Here, \({S}_{d}^{c}\), \({S}_{d}^{f}\) and \({S}_{d}^{s}\) denoted the similarity measurements based on chemical structures, functional consistency and side effects, respectively.

The 540 miRNAs employed in this paper were also collected from ref.18. Similar to ref.18, the pairwise similarity \({S}_{{\rm{miR}}}\) of those miRNAs was based on functional consistency48.

We obtained 341 diseases and their pairwise similarity measurements \({S}_{{\rm{p}}}\) from ref.26. The similarity \({S}_{{\rm{p}}}\) was calculated by incorporating disease semantic similarity and disease functional similarity.

Experimentally validated drug-miRNA associations and miRNA-disease associations were selected from the latest versions of SM2miR49 and HMDD44, respectively. For drug-miRNA association retrieval, we restricted the species to Homo sapiens. After removing duplicate records stored in the databases of SM2MiR and HMDD, we finally received 630 drug-miRNA associations and 6082 miRNA-disease associations.

Method Description

We defined the drugs, miRNAs and diseases as \(D=\{{d}_{1},{d}_{2},\mathrm{..}.,{d}_{i}\}\), \(miR=\{mi{R}_{1},mi{R}_{2},\ldots ,mi{R}_{j}\}\) and \(P=\{{p}_{1},{p}_{2},\ldots ,{p}_{k}\}\). Experimentally confirmed drug-miRNA associations were modeled as a bipartite graph \({G}1=\{V1,E1\}\), where \(V1=\{D,miR\}\) and \(E1=\{{a}_{ij}\,:\,{d}_{i}\in D,mi{R}_{j}\in miR\}\). For \(E1\), its values were 1 or 0 which indicated the presence or absence of each association. Similarly, existing miRNA-disease associations were considered as another bipartite graph \(G2=\{V2,E2\}\), where \(V2=\{miR,P\}\) and \(E2=\{{r}_{mn}\,:\,mi{R}_{m}\in miR,{p}_{n}\in P\}\). For \(E2\), its values were also 1 or 0 which represented the presence or absence of each association.

We connected the drug-miRNA bipartite graph and the miRNA-disease bipartite graph together to construct a three-layer drug-miRNA-disease heterogeneous network. For each layer, an edge was drawn between two nodes when the similarity of the two nodes was bigger than 0. The weight of the edge was set to be the similarity value. An example of the heterogeneous network was illustrated in Fig. 5. The objective of this research is to predict drug-disease causal relationships based on the three-layer heterogeneous network.

Figure 5
figure 5

A three-layer drug–miRNA-disease heterogeneous network.

Previously, random walk36,50,51,52,53 has been widely used in bipartite graphs for bilateral association prediction in bioinformatics. For example, bi-random walk (BiRW)36 was successfully applied on both gene network and phenotype network simultaneously, with an averaged output from the two networks in each step, to infer potential gene-phenotype associations. Inspired by the successful application of BiRW, we extended the algorithm to the three-layer drug–miRNA-disease heterogeneous network to predict potential drug-disease causal relationships.
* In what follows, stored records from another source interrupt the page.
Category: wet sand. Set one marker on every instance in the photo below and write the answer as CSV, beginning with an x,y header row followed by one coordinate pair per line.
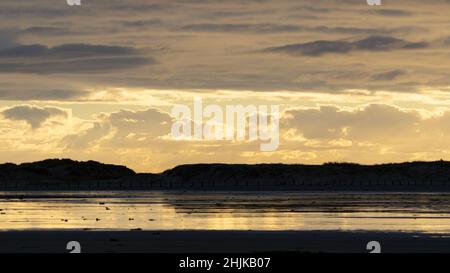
x,y
220,241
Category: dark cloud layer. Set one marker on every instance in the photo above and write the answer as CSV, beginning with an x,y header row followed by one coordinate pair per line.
x,y
70,58
372,43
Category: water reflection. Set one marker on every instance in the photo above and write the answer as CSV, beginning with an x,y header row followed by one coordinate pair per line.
x,y
225,211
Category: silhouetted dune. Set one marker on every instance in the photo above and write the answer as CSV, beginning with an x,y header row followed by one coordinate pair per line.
x,y
67,174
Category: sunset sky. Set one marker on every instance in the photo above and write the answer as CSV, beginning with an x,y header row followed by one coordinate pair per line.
x,y
355,83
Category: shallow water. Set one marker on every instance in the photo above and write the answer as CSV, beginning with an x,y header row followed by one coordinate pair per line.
x,y
422,212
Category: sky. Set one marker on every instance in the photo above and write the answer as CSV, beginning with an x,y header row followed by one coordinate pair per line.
x,y
355,83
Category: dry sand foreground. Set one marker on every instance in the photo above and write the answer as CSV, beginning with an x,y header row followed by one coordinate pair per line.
x,y
219,241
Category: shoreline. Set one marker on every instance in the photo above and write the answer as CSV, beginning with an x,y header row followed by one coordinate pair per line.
x,y
208,241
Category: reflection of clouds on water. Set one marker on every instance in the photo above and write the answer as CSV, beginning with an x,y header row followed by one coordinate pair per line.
x,y
227,211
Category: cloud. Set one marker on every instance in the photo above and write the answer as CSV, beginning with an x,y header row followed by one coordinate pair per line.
x,y
41,94
124,128
321,47
70,58
373,122
389,75
35,116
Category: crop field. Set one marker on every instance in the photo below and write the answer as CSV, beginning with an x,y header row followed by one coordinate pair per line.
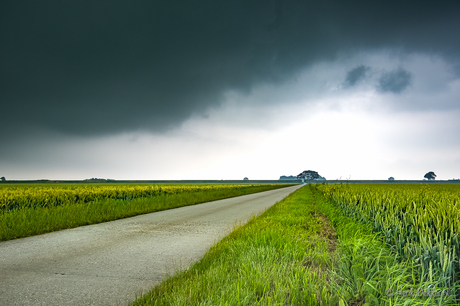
x,y
420,223
30,209
333,244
In this study, a three-layer heterogeneous network, including a layer of causal factors of miRNAs, was constructed and the drug-disease causal relationship prediction process mainly included three steps. First, bi-random walks were applied on the two-layer drug-miRNA network. Second, another round of bi-random walks was established on the two-layer miRNA-disease network. Finally, the prediction results were received by combining the outcomes from the two previous steps. The whole pipeline of the algorithm miRDDCR could be outlined in Fig. 6.

Figure 6
figure 6

Description of workflows of the algorithm miRDDCR.